- Location of South Vinemont in Cullman County, Alabama.
- Coordinates: 34°14′08″N 86°51′53″W﻿ / ﻿34.23556°N 86.86472°W
- Country: United States
- State: Alabama
- County: Cullman

Area
- • Total: 0.91 sq mi (2.35 km^{2})
- • Land: 0.90 sq mi (2.33 km^{2})
- • Water: 0.0077 sq mi (0.02 km^{2})
- Elevation: 981 ft (299 m)

Population (2020)
- • Total: 558
- • Density: 620.5/sq mi (239.56/km^{2})
- Time zone: UTC-6 (Central (CST))
- • Summer (DST): UTC-5 (CDT)
- FIPS code: 01-71900
- GNIS feature ID: 2407373
- Website: www.townofsouthvinemont.com

= South Vinemont, Alabama =

South Vinemont is a town in Cullman County, Alabama, United States. As of the 2020 census, South Vinemont had a population of 558.

Initially incorporated as the town of Vinemont in 1961, state officials informed them the name was already taken and so was later changed to South Vinemont. However, the U.S. Census still referred to the town as Vinemont in 1970 and was not acknowledged as South Vinemont until 1980.

==Geography==
South Vinemont is located in northern Cullman County 4 mi north of Cullman, the county seat.

According to the U.S. Census Bureau, South Vinemont has a total area of 2.3 sqkm, of which 0.02 sqkm, or 1.05%, is water.

==Demographics==

Historical population
| Census | Pop. | Note | %± |
| 1970 | 480 |  | — |
| 1980 | 615 |  | 28.1% |
| 1990 | 543 |  | −11.7% |
| 2000 | 425 |  | −21.7% |
| 2010 | 749 |  | 76.2% |
| 2020 | 558 |  | −25.5% |
U.S. Decennial Census 2013 Estimate

===2020 census===

South Vinemont racial composition
| Race | Num. | Perc. |
|---|---|---|
| White (non-Hispanic) | 421 | 75.45% |
| Black or African American (non-Hispanic) | 1 | 0.18% |
| Native American | 1 | 0.18% |
| Asian | 4 | 0.72% |
| Other/Mixed | 30 | 5.38% |
| Hispanic or Latino | 101 | 18.1% |

As of the 2020 United States census, there were 558 people, 264 households, and 141 families residing in the town.

===2000 census===
As of the census of 2000, there were 425 people, 180 households, and 115 families residing in the town. The population density was 651.6 PD/sqmi. There were 203 housing units at an average density of 311.2 /sqmi. The racial makeup of the town was 94.59% White, 0.47% Black or African American, 1.41% Native American, 0.24% from other races, and 3.29% from two or more races. 4.00% of the population were Hispanic or Latino of any race.

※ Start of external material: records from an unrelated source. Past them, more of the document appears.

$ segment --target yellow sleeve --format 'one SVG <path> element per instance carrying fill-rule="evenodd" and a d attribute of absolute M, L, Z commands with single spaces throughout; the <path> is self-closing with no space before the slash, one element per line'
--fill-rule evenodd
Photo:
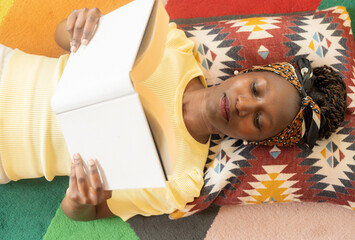
<path fill-rule="evenodd" d="M 137 214 L 150 216 L 171 213 L 183 209 L 194 197 L 198 197 L 202 185 L 203 173 L 196 168 L 169 180 L 165 188 L 112 191 L 107 203 L 111 212 L 124 221 Z"/>

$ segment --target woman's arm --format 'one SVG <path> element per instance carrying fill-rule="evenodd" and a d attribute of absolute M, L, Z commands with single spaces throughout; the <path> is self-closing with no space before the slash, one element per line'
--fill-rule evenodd
<path fill-rule="evenodd" d="M 74 10 L 68 19 L 58 24 L 54 34 L 55 41 L 64 50 L 76 52 L 80 44 L 89 43 L 101 16 L 103 14 L 97 8 Z"/>
<path fill-rule="evenodd" d="M 98 168 L 93 160 L 89 161 L 88 173 L 85 173 L 79 154 L 74 156 L 69 188 L 62 201 L 64 214 L 77 221 L 90 221 L 114 216 L 106 200 L 112 191 L 104 191 Z"/>

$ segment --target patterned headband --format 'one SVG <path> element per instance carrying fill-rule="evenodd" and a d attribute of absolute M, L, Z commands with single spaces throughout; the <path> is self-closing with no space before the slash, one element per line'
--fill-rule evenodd
<path fill-rule="evenodd" d="M 292 122 L 280 133 L 261 141 L 247 141 L 248 144 L 267 146 L 292 146 L 300 141 L 313 148 L 321 127 L 321 112 L 319 106 L 307 95 L 312 88 L 315 77 L 310 62 L 306 58 L 297 61 L 300 72 L 290 63 L 275 63 L 257 66 L 243 70 L 242 73 L 254 71 L 270 71 L 285 78 L 299 92 L 301 107 Z"/>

There were 180 households, out of which 25.6% had children under the age of 18 living with them, 52.2% were married couples living together, 6.7% had a female householder with no husband present, and 36.1% were non-families. 31.7% of all households were made up of individuals, and 12.2% had someone living alone who was 65 years of age or older. The average household size was 2.36 and the average family size was 2.93.

In the town, the population was spread out, with 22.1% under the age of 18, 10.4% from 18 to 24, 27.5% from 25 to 44, 25.9% from 45 to 64, and 14.1% who were 65 years of age or older. The median age was 37 years. For every 100 females, there were 90.6 males. For every 100 females age 18 and over, there were 94.7 males.

The median income for a household in the town was $26,806, and the median income for a family was $35,000. Males had a median income of $30,250 versus $16,250 for females. The per capita income for the town was $16,141. About 11.1% of families and 16.5% of the population were below the poverty line, including 10.1% of those under age 18 and 18.2% of those age 65 or over.

==Education==
Vinemont High School serves 323 students in grades 9-12. Its mascot is an eagle, and the school colors are red, white and blue. Its athletics compete in the State 3A division. It is a part of the Cullman County Board of Education.